The FAA has briefed the flight training industry on measures it plans to implement to slash the delays many applicants face scheduling flight tests—including giving designated pilot examiners new flexibility to operate in a nationwide reshuffling of testing resources.

Photo by Mike Fizer.

AOPA supports the measures the FAA is working to implement and believes they could have a significant impact on pilot training and certification, said David Oord, AOPA senior director of regulatory affairs.

The reforms cover a wide range of certification functions and will affect organizations in the public and private sectors. Most of the changes will be implemented under existing policies where it appears that the FAA had not fully used its authority to delegate airman testing activities.

For general aviation, the most significant changes affecting the DPE system include creating a national system for appointing and terminating designees; removing geographic restrictions limiting where DPEs can render their services; and eliminating a policy prohibiting DPEs from giving more than two tests in a single day.

Establishing a national airman certification system would allow resources to be deployed to areas “where the highest certification activity occurs,” and would manage the entire system for detection of operational risks. The restructuring will also speed up the process of initial flight instructor testing—long a source of delays—by allowing applicants to apply directly to authorized designees rather than working through a local FAA office, Oord said. The lifting of geographic limitations on DPEs and ending the two-tests-a-day cap could put more tests on a DPE’s calendar and quickly cut into the current flight testing backlog. The provisions affecting DPEs are consistent with the goals of proposals included by Sens. James Inhofe (R-Okla.) and Tammy Duckworth (D-Ill.) in the Securing and Revitalizing Aviation (SARA) Act of 2018, introduced in the Senate in July and strongly supported by AOPA. 
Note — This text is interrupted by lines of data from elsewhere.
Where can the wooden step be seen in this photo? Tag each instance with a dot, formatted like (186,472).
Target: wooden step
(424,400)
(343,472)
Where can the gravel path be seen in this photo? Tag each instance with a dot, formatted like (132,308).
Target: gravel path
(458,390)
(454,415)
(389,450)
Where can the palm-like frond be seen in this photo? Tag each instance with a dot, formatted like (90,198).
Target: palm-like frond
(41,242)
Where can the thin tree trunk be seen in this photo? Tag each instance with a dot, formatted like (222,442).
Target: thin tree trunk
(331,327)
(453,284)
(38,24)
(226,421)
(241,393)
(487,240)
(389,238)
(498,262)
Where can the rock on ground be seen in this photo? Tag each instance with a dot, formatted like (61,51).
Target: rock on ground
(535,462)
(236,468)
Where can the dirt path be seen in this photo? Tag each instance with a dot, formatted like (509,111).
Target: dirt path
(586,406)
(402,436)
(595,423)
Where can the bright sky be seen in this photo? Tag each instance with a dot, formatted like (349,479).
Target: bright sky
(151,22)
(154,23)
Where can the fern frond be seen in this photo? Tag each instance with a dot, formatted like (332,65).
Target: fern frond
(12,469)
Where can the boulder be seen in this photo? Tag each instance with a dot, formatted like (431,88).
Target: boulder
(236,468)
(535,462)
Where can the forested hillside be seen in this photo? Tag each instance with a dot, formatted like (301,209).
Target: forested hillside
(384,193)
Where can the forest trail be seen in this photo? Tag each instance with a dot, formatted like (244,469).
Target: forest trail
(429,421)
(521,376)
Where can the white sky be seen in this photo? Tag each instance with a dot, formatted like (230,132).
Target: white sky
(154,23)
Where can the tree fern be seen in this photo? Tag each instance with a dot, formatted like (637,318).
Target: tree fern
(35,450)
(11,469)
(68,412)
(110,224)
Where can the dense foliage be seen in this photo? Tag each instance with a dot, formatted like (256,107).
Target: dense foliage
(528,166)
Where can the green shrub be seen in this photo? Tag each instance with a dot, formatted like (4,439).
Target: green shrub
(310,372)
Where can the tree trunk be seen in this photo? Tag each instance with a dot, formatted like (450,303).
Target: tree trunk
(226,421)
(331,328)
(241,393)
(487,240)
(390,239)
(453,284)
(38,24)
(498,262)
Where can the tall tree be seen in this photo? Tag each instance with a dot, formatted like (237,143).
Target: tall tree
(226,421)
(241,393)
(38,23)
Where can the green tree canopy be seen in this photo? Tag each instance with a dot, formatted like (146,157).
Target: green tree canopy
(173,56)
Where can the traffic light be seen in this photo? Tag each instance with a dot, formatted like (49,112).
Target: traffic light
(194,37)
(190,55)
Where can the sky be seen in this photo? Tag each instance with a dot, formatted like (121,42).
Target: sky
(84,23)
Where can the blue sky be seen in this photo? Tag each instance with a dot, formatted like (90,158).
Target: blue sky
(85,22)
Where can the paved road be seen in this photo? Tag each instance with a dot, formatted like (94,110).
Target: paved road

A regulatory rewrite will be needed to remove language that prevents the FAA from “using an individual designee in innovative ways” or in “ways not allowed before,” the FAA said.

The Flight School Association of North America (FSANA), who, along with AOPA, has been working on this issue over the last two years, said the training industry could expect to see reforms taking effect soon.

“The FAA at the highest levels is committed to making major changes in policy guidance to provide relief of scheduling backlogs for airman practical tests around the country. FSANA is pleased to report that changes are coming in September 2018,” it said in a news item on its website.

Dan Namowitz

Dan Namowitz

Dan Namowitz has been writing for AOPA in a variety of capacities since 1991. He has been a flight instructor since 1990 and is a 35-year AOPA member.